IMG has expanded regularly its collection of genomes and aims at improving gradually the coverage and consistency of its functional annotations. IMG’s analytical tools have been continuously enhanced in terms of their usability, analysis flow and performance. Several companion IMG systems have been set up in order to serve domain specific needs, including expert review of genome annotations prior to their publication (IMG/ER: http://img.jgi.doe.gov/er), teaching courses and training in microbial genome analysis (IMG/EDU: http://img.jgi.doe.gov/edu), and analysis of genomes related to the Human Microbiome Project (IMG/HMP: http://www.hmpdacc-resources.org/img_hmp) (The Human Microbiome Project is part of NIH’s Roadmap for Medical Research: http://nihroadmap.nih.gov/hmp/). We review below IMG’s data content and analysis tool extensions since the last published report on IMG (14).

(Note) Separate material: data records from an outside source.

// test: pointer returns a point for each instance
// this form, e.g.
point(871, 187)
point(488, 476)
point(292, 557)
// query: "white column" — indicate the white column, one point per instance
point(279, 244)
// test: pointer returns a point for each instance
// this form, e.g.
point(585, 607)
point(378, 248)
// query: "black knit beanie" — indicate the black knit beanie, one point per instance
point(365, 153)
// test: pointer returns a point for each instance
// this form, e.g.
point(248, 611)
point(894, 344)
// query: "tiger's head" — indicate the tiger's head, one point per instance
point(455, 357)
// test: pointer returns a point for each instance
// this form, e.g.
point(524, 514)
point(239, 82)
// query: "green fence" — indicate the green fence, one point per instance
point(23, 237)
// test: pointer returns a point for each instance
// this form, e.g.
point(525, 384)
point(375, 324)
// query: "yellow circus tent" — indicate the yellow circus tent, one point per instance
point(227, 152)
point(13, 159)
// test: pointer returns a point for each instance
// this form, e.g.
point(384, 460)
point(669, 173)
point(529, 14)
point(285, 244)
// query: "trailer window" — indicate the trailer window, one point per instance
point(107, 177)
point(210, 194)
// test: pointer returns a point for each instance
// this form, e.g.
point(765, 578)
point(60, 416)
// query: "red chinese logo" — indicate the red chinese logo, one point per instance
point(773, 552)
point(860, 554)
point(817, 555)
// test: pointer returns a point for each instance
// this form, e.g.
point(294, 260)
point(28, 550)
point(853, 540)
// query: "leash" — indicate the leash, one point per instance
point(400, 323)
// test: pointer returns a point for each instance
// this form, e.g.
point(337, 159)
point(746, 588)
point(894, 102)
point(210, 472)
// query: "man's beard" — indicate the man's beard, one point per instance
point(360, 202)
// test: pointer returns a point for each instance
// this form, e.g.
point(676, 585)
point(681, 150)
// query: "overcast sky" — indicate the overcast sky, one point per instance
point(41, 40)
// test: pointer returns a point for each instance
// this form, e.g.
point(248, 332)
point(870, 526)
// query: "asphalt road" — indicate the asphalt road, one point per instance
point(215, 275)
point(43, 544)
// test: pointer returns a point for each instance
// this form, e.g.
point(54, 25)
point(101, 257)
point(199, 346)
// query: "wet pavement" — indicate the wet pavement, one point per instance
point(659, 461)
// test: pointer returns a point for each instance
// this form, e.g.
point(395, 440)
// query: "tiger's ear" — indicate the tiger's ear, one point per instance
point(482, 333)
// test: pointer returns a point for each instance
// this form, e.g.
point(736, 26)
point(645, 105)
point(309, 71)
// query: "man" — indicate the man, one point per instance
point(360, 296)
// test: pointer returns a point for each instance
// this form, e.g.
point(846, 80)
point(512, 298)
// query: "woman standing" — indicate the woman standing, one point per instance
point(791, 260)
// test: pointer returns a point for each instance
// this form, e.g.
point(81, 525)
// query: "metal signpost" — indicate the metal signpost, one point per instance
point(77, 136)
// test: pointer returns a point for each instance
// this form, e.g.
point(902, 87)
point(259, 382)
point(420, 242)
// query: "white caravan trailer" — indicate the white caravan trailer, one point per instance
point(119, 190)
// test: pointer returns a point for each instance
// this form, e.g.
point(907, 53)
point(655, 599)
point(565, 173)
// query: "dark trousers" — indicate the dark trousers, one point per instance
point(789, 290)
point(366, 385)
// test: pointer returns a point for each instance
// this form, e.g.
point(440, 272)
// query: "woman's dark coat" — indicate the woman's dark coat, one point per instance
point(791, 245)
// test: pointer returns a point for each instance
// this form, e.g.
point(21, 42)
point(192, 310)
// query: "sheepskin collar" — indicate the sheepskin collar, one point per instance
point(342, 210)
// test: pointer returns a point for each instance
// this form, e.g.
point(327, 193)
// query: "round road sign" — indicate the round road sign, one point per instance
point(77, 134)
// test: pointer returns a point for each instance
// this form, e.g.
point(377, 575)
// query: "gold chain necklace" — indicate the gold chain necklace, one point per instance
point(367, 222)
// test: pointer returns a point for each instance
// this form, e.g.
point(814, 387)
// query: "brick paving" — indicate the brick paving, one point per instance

IMG’s initial collection of 296 bacterial, archaeal and eukaryotic genomes in its first version (March 2005) grew to 825 genomes in IMG 2.3 (September 2007) and then more than doubled to 1655 genomes in IMG 2.9 (August 2009). In addition, IMG 2.9 includes 2490 virus genomes and 970 plasmids that did not come from a specific microbial genome sequencing project, bringing its total genome content to 5115 genomes with over 6.5 million genes (a Content History link on IMG’s home page provides an overview of its content growth).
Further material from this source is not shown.